Exercise 5

Introduction to Flashcode

Astronomy G9001, Mac Low

·  This exercise introduces a second code, developed by the ASCI Flash Center at the University of Chicago. It is an adaptive mesh refinement code written in more modern fashion than ZEUS, with a higher-order hydro solver and a number of other physics and algorithmic options.

·  The first step to using it is to register with the Flash Center at flash.uchicago.edu. You will need to download and print out the license and fax a signed copy to them before being given the password to download a copy. This will take a day or so, so do this early.

·  Once you’ve got a copy of the code, unpack the tar file at the NCSA (you may want to store the tar file to the MSS first.) The User’s Guide is in the docs subdirectory. It is long – over 200 pages – but for now you can just print out the first 30 pages, giving the quick start instructions, which we will work through in this exercise.
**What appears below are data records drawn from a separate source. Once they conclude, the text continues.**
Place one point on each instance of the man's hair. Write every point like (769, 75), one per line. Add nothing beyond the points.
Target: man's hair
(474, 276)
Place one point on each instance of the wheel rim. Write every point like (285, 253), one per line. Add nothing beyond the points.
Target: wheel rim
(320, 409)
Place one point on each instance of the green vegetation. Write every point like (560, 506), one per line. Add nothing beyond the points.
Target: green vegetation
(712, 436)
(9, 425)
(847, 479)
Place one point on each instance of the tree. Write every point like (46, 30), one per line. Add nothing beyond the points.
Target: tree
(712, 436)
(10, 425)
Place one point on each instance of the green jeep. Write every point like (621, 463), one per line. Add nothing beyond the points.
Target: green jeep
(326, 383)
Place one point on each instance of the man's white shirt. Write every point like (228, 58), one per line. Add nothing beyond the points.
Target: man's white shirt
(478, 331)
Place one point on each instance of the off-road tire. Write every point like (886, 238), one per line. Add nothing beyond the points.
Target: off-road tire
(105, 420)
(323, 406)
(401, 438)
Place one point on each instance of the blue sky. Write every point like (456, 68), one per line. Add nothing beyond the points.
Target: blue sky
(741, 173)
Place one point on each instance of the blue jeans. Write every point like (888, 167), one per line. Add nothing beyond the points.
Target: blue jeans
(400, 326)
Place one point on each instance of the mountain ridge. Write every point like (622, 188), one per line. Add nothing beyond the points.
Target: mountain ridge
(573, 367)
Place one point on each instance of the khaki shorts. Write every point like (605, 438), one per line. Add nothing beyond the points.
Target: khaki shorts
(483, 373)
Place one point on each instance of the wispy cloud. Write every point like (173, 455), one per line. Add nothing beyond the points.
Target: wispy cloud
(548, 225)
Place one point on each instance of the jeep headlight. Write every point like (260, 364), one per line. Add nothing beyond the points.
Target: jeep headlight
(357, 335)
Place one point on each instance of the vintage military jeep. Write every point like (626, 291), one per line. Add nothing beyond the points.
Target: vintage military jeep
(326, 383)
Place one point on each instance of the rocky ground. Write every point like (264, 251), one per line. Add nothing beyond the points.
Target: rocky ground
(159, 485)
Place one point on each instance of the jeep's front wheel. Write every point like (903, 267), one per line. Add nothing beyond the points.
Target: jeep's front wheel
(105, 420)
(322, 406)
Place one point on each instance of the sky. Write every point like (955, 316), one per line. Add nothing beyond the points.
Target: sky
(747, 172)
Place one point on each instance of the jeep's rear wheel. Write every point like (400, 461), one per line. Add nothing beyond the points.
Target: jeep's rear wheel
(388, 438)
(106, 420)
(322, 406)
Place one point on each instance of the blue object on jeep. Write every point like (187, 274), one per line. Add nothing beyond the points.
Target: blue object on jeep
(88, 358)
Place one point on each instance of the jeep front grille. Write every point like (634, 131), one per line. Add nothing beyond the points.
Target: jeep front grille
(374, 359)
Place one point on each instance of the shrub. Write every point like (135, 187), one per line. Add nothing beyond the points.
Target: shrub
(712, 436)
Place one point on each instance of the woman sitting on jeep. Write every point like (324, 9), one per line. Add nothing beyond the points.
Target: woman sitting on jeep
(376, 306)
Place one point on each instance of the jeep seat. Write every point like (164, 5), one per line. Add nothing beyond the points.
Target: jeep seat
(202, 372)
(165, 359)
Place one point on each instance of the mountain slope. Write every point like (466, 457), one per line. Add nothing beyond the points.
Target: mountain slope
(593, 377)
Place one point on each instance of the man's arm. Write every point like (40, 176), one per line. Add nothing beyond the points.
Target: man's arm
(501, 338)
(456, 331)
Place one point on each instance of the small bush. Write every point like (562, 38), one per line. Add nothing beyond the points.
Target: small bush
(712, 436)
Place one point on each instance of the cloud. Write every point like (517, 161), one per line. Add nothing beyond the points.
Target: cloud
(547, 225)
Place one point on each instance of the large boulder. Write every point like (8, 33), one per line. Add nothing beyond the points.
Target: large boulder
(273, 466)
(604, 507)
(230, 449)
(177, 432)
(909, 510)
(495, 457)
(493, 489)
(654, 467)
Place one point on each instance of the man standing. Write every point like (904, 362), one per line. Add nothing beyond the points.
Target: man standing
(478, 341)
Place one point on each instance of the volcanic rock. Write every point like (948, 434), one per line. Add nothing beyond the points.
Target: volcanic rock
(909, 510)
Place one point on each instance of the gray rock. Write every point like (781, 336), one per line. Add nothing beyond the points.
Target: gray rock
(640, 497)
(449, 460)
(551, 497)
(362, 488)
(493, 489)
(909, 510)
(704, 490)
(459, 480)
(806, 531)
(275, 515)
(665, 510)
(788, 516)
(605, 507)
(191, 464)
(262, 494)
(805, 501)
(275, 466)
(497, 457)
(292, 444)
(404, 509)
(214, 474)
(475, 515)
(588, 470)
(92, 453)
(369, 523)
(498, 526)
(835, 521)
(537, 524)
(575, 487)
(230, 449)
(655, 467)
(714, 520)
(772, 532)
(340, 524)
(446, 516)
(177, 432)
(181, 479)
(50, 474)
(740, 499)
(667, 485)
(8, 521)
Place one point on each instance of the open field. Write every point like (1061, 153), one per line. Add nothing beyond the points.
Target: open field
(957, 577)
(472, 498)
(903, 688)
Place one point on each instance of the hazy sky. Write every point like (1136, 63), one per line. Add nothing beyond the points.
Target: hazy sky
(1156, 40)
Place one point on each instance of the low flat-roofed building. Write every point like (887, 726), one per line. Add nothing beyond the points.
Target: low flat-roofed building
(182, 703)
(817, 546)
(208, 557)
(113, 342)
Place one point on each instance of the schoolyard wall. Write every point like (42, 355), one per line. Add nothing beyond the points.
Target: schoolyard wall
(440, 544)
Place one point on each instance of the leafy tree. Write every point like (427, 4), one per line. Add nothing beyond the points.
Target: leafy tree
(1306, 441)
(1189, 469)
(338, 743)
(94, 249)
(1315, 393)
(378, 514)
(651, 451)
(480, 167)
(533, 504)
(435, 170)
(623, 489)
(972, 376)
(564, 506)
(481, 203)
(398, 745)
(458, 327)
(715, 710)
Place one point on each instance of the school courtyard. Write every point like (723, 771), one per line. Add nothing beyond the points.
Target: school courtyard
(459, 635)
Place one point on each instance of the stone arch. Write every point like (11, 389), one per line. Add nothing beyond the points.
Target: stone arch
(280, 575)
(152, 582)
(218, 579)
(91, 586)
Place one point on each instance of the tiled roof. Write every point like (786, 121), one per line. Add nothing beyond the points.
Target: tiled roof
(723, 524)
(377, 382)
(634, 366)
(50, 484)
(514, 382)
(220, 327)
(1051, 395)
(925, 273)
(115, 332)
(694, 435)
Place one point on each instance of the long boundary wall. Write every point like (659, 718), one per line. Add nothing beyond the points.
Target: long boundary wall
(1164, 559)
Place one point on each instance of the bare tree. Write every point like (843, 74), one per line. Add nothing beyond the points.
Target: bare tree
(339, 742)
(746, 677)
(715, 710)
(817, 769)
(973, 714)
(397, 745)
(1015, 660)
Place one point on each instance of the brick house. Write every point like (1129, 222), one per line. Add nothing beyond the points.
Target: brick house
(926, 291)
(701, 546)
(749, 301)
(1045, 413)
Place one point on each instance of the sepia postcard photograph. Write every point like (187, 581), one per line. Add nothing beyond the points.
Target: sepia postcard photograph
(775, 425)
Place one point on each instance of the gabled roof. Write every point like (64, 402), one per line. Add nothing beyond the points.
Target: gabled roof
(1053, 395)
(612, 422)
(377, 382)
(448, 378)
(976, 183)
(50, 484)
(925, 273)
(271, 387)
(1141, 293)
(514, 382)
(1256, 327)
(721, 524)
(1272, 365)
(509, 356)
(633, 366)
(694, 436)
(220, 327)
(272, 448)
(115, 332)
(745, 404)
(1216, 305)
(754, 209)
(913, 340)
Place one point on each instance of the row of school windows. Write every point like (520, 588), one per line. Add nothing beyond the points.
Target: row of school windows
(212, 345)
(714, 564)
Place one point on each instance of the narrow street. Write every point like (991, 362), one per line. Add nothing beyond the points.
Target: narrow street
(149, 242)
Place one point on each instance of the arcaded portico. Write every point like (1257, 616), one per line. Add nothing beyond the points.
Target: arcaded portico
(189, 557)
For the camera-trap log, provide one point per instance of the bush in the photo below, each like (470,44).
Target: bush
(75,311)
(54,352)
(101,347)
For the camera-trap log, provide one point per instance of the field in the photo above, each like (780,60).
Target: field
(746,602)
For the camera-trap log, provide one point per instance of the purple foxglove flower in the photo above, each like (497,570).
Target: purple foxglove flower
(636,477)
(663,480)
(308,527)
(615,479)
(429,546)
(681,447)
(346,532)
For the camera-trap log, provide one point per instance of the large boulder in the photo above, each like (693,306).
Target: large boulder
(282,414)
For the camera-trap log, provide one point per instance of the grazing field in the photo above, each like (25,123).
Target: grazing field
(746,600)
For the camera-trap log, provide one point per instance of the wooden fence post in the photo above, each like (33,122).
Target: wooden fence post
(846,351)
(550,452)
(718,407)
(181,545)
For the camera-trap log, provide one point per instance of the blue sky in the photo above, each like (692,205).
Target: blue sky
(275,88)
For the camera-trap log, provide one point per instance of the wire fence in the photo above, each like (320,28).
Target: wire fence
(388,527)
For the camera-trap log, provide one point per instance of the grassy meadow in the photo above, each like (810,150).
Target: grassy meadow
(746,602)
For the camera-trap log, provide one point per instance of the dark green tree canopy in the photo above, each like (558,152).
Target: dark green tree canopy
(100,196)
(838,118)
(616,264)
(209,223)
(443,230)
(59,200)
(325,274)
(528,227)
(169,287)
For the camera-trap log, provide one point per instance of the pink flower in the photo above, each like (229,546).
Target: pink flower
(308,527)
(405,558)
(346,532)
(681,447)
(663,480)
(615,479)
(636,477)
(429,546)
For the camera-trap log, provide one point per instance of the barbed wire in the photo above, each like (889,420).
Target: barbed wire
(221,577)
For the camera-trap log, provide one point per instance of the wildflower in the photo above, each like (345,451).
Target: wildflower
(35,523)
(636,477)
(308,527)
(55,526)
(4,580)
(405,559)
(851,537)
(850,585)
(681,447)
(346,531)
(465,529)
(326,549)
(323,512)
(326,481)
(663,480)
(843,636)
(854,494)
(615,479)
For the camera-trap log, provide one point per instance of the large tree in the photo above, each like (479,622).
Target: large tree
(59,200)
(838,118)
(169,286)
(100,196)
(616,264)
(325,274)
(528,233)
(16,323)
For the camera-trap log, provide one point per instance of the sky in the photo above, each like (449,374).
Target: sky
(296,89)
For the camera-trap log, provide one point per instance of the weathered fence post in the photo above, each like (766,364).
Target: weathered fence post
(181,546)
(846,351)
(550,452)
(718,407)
Read through those sections.

·  The setup program already knows about modi4, so the simplest test of a blast wave should compile as described in section 2.2, except for one change: HDF5 has been updated since the Makefile in the Flash 2.2 distribution was written, so check source/sites/modi4.ncsa.uiuc.edu/Makefile.h to see if it uses version 5-1.4.4. If so, update it to 5-1.4.5 in the definition of the variable HDF5_PATH . Compile, first using setup, then gmake (compiling in parallel on modi4 will speed things up, as described). A number of warnings will be displayed in some routines, but none seem to be fatal.

·  In order to run, LD_LIBRARY_PATH must include the HDF5 library directory. This can be accomplished using the following command: setenv LD_LIBRARY_PATH ${LD_LIBRARY_PATH}:/afs/.ncsa.uiuc.edu/packages/hdf5/5-1.4.5-irix64pp/lib

·  Setup a run directory beneath the main directory, and copy object/flash2 and object/flash.par there. Try running in interactive mode in that directory using mpirun –np 8 flash2. Note the run time.

·  Six checkpoint files will result. Copy one of them back to Columbia for analysis.

·  Set the environment variables at Columbia in order to run the IDL analysis tool. You may want to put these in your .tcshrc file to avoid having to reissue them every time, or in a little xflash setup file. The manual gives an incomplete version in the quickstart guide. The correct commands at Columbia (noting that I’ve installed the tools and HDF 5 in my directory there) are:

·  setenv XFLASH_DIR ~mordecai/fidlr2

·  setenv IDL_DIR /nfs/idl_5.6/idl_5.6/external

·  setenv IDL_PATH ${XFLASH_DIR}:${IDL_DIR}:${IDL_DIR}/lib

·  setenv LD_LIBRARY_PATH ~mordecai/hdf5/5-1.4.5-sol2.7-64/lib:${LD_LIBRARY_PATH}

·  Then you should be able to run xflash in IDL, and follow the instructions in the manual to visualize the results. Use xv to grab an image of the block structure overlaid on the log of density as the first result for this exercise.

·  Now try reducing the number of levels of refinement to 3 by editing flash.par (not only do you need to change the number of levels, but also you should increase the size of the initial sphere and change the job name I two places). Rerun the job, again noting runtime.

·  Compare the results, paying attention to: quality of solution, difference in runtime, expected difference in runtime for uniform grids with equivalent resolution. (Note that this is all in 2D).